UW office to open new doors in China
The University of Washington will open an office in Beijing, officials announced Wednesday. The new office, announced in conjunction with...
Seattle Times staff reporter
The University of Washington will open an office in Beijing, officials announced Wednesday.
The new office, announced in conjunction with a campus visit by Chinese Ambassador Zhou Wenzhong, will serve as a liaison among UW officials, the Chinese government and Chinese universities. The office is expected to open in the fall.
"The idea is we think we can do better by actually having a presence in Beijing," said UW spokesman Norm Arkans.
In the past year, UW officials have stepped up their efforts to establish a relationship between the university and the Chinese government. UW President Mark Emmert said the university has talked with the Chinese education and health ministries about working together.
He said, for example, there is interest by Chinese health officials to work with faculty from the UW's new global-health department on prevention of epidemics.
Last summer, Emmert visited China for 10 days. That came after an April 2006 meeting with Chinese President Hu Jintao during his visit to Seattle.

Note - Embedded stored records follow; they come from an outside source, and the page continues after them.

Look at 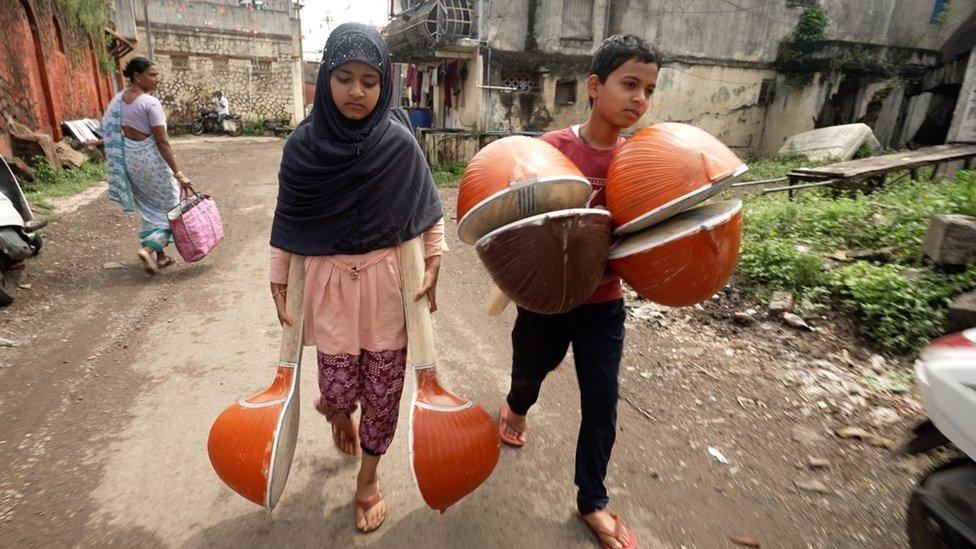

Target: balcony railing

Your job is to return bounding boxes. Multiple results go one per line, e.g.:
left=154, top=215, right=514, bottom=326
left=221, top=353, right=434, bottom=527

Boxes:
left=386, top=0, right=475, bottom=57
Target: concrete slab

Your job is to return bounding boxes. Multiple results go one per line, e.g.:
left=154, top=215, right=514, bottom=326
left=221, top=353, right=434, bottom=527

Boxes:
left=947, top=290, right=976, bottom=332
left=923, top=213, right=976, bottom=265
left=778, top=123, right=880, bottom=161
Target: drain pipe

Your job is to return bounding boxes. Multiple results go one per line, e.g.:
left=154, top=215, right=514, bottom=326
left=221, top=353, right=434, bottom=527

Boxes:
left=477, top=0, right=483, bottom=41
left=482, top=0, right=494, bottom=133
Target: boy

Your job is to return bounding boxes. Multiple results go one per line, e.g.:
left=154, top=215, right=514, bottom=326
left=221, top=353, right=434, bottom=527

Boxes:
left=498, top=34, right=659, bottom=549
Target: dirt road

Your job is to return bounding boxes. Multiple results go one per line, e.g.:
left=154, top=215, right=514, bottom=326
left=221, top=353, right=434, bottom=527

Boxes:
left=0, top=138, right=924, bottom=548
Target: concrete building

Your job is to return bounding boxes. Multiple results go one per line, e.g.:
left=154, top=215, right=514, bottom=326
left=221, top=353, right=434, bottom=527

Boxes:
left=0, top=0, right=120, bottom=157
left=122, top=0, right=305, bottom=125
left=386, top=0, right=976, bottom=161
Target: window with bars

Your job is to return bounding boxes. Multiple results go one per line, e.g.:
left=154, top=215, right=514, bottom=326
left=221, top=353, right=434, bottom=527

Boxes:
left=171, top=55, right=190, bottom=71
left=212, top=57, right=229, bottom=73
left=252, top=59, right=272, bottom=75
left=500, top=71, right=541, bottom=93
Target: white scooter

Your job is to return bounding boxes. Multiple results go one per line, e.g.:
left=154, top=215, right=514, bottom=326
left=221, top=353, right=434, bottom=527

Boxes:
left=898, top=328, right=976, bottom=548
left=0, top=156, right=44, bottom=306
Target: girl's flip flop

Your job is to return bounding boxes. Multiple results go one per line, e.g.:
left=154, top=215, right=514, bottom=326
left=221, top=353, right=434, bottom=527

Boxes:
left=355, top=491, right=386, bottom=533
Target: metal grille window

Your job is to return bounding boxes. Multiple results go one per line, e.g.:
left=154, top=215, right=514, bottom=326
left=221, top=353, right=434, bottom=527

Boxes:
left=252, top=59, right=272, bottom=75
left=171, top=55, right=190, bottom=71
left=786, top=0, right=819, bottom=7
left=561, top=0, right=594, bottom=40
left=500, top=71, right=541, bottom=93
left=212, top=57, right=229, bottom=73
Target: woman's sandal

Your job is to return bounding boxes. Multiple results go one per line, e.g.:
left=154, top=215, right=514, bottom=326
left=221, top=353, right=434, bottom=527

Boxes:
left=156, top=256, right=176, bottom=269
left=355, top=491, right=386, bottom=533
left=137, top=249, right=158, bottom=274
left=498, top=402, right=526, bottom=447
left=580, top=512, right=639, bottom=549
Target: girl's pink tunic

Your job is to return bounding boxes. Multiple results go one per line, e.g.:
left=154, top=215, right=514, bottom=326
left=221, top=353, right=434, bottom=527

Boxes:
left=270, top=220, right=446, bottom=356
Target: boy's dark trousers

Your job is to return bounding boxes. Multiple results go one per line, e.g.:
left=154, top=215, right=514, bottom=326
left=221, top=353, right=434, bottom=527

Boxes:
left=505, top=299, right=626, bottom=514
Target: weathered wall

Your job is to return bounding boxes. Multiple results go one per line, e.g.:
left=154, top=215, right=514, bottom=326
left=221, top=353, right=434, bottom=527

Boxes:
left=0, top=0, right=113, bottom=156
left=113, top=0, right=139, bottom=41
left=487, top=0, right=975, bottom=62
left=887, top=0, right=976, bottom=51
left=760, top=73, right=840, bottom=154
left=128, top=0, right=303, bottom=124
left=650, top=65, right=776, bottom=154
left=476, top=0, right=976, bottom=155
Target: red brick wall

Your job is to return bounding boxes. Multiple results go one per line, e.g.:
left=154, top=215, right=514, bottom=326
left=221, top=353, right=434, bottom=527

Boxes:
left=0, top=0, right=114, bottom=157
left=303, top=81, right=316, bottom=107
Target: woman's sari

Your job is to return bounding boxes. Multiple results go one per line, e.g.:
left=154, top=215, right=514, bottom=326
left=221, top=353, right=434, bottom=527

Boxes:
left=102, top=93, right=180, bottom=252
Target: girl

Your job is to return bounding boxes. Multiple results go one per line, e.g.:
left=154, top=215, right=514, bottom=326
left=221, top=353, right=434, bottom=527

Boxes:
left=102, top=57, right=191, bottom=273
left=269, top=24, right=445, bottom=533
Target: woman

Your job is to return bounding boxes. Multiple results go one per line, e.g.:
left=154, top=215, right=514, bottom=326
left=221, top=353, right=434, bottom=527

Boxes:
left=269, top=23, right=445, bottom=533
left=102, top=56, right=191, bottom=273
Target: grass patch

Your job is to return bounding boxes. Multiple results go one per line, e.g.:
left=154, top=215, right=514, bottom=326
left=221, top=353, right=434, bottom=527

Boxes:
left=736, top=164, right=976, bottom=354
left=736, top=154, right=837, bottom=182
left=242, top=120, right=266, bottom=136
left=24, top=157, right=107, bottom=210
left=430, top=162, right=465, bottom=188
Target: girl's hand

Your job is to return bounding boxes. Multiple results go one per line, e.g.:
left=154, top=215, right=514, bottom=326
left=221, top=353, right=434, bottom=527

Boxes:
left=271, top=282, right=293, bottom=326
left=414, top=255, right=442, bottom=313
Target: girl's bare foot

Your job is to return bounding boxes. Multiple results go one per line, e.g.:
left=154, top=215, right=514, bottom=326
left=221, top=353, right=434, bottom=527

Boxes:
left=331, top=417, right=359, bottom=456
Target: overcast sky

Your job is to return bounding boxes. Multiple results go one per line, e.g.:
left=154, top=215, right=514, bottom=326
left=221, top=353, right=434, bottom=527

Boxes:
left=300, top=0, right=392, bottom=60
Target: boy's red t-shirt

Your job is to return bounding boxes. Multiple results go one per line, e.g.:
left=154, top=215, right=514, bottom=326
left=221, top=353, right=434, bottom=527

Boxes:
left=539, top=125, right=625, bottom=304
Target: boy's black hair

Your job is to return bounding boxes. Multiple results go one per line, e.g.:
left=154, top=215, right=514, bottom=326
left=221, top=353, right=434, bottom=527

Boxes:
left=588, top=34, right=659, bottom=82
left=587, top=34, right=659, bottom=106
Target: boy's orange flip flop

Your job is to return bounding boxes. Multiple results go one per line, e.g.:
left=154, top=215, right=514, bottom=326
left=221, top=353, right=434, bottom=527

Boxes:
left=582, top=512, right=639, bottom=549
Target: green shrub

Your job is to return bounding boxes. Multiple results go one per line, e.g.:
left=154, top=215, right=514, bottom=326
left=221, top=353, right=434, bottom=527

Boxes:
left=24, top=156, right=107, bottom=207
left=242, top=120, right=266, bottom=136
left=954, top=170, right=976, bottom=217
left=829, top=263, right=976, bottom=353
left=734, top=162, right=976, bottom=353
left=793, top=5, right=829, bottom=42
left=429, top=162, right=466, bottom=188
left=739, top=239, right=824, bottom=291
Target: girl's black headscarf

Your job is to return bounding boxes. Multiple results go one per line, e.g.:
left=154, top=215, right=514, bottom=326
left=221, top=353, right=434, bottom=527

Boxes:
left=271, top=23, right=443, bottom=256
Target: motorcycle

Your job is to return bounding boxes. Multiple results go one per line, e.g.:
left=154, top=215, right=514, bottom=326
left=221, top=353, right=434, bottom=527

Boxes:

Last year, the UW declined an invitation from a Chinese delegation to build a 10,000-student campus in Nanjing. Emmert's original plan was to open a UW office in Shanghai, but the location later shifted to Beijing.
Washington state has significant economic connections with China, Emmert said, and businesses here want a workforce ready to do business with the country's growing economy.
"When we talked to local business leaders, they were keenly interested in having our students and our alumni be prepared in an international setting, especially in China," Emmert said Wednesday. "A UW young grad will most likely have Chinese colleagues regardless of field."
Emmert said UW's Beijing office also will serve students studying abroad in China, which he said is not as "student-friendly as Europe" because of language barriers. In the 2005-06 school year, the university sent more than 120 students to China.
Emmert said he hopes the university eventually can expand from an office to classrooms for UW students in China.
He also announced on Wednesday the appointment of Hank T. Wang, a former Chinese military official, as the UW's "first special adviser on China and Asia." Wang works for Garvey Schubert Barer, a law firm with offices in Seattle, Beijing and other U.S. cities.